On le trouvait dans la locution “être hors de restaurant” pour “sans aucune force”, “incapable de se remettre sur pied”.

Au XVIème, on commencera à l’utiliser sous l’acception d’aliment reconstituant”.

Au milieu du XVIIème, même, il se spécialisera même pour désigner un bouillon reconstituant, fait de jus de viande concentré. Mmmmh.



Par ailleurs, au XVIIIème, restaurant prendra encore le sens figuré de réconfort.

Mais surtout, à la même époque, par métonymie, en rapport avec son sens d'aliment / bouillon reconstituant, il prendra ENFIN la valeur qu’on lui connaît à présent:
“établissement servant des repas contre paiement”.   



On raconte que le premier restaurant - ou en tout cas, le premier établissement portant ce nom - aurait été ouvert à Paris en 1765, rue des Poulies - aujourd'hui rue du Louvre -, par un marchand de ... bouillon, un certain Boulanger, dit Champ d'Oiseau”.



Et l’anglais to restore vient, encore une fois, de notre ancien français restorer.

Ben oui.

N’ayant pas connu l’évolution sémantique que le mot connaîtra en français, l’anglais restore,

tel une brèche dans le continuum espace-temps,

nous permet de retrouver les acceptions du mot français d’origine: “restituer, rétablir, réparer, rénover…”  





Une cht'tite récap?

Oui, hein, car les mots de ce dimanche me semblent s'enchevêtrer particulièrement...













Allons-y, très schématiquement:

*stā-  *staəu-  *stāu-*stau-ro- ⇒ sanskrit स्थूर, sthUra, et latin īnstaurō.
Latin īnstaurō ⇒ ancien français estorer, puis français instaurer.
Ancien français estorer ⇒ anglais store.
Latin īnstaurō ⇒ latin rēstaurō ⇒ ancien français restaurar et restorer.
Restaurar, restorer ⇒ français restaurer, puis restaurant.
Ancien français restorer  ⇒ anglais restore
Ouf.



Et nous en restauerons là pour ce dimanche!


Je vous souhaite, à toutes et tous, un excellent dimanche, une très belle semaine!

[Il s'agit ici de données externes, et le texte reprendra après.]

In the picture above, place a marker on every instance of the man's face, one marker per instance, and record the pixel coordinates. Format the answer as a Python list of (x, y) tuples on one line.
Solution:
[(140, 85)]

En vous disant déjà que dimanche prochain, nous poursuivrons notre tour des dérivés de notre invraisemblable *stā-.



Frédéric


Attention,
ne vous laissez pas abuser par son nom:
on peut lire le dimanche indo-européen CHAQUE JOUR de la semaine!

(Mais de toute façon, avec le dimanche indo-européen, c’est TOUS LES JOURS dimanche…).



Et pour nous quitter, un morceau un peu nostalgique

When I was a boy, 
par Jeff Lynne.

Jeff Lynne?
Mais oui, celui qui est à l’origine de ELO: Electric Light Orchestra



Quand je n’étais qu'un gamin. 

Hier, j’ai signé le compromis de vente de la maison qui m’a vu grandir.

Ici avec mon bon chien Rack, dans la cuisine de cette vieille maison

Et les souvenirs de tous ces moments passés dans cette maison, dans MA maison, se bousculent, et me remuent.

Souvenirs heureux, d’un temps d’insouciance,
ou particulièrement tristes, si pas carrément tragiques.
Je me dis parfois que c’est l’humour qui m’a permis d’accepter les choses, et finalement, d’être toujours là.

Vous connaissez peut-être les derniers mots de Arthur Stanley Jefferson, dit Stan Laurel:

Stan Laurel,
16 juin 1890 – 23 février 1965

Stan Laurel était prostré dans son fauteuil ; quatre jours auparavant, il venait d'avoir une sérieuse crise cardiaque, et son infirmière était à son chevet.
Quand il lui dit qu’il aimerait aller skier, l’infirmière, surprise, lui répondit qu’elle ignorait qu’il était skieur.
Ce à quoi il rétorqua “Je ne le suis pas, mais je préférerais nettement skier à ça!”.
( “I'd rather be doing that than this!”)
Ce furent ses dernières paroles.
Quelques minutes plus tard, l’infirmière constatait qu’il était parti, paisiblement, toujours assis dans son fauteuil.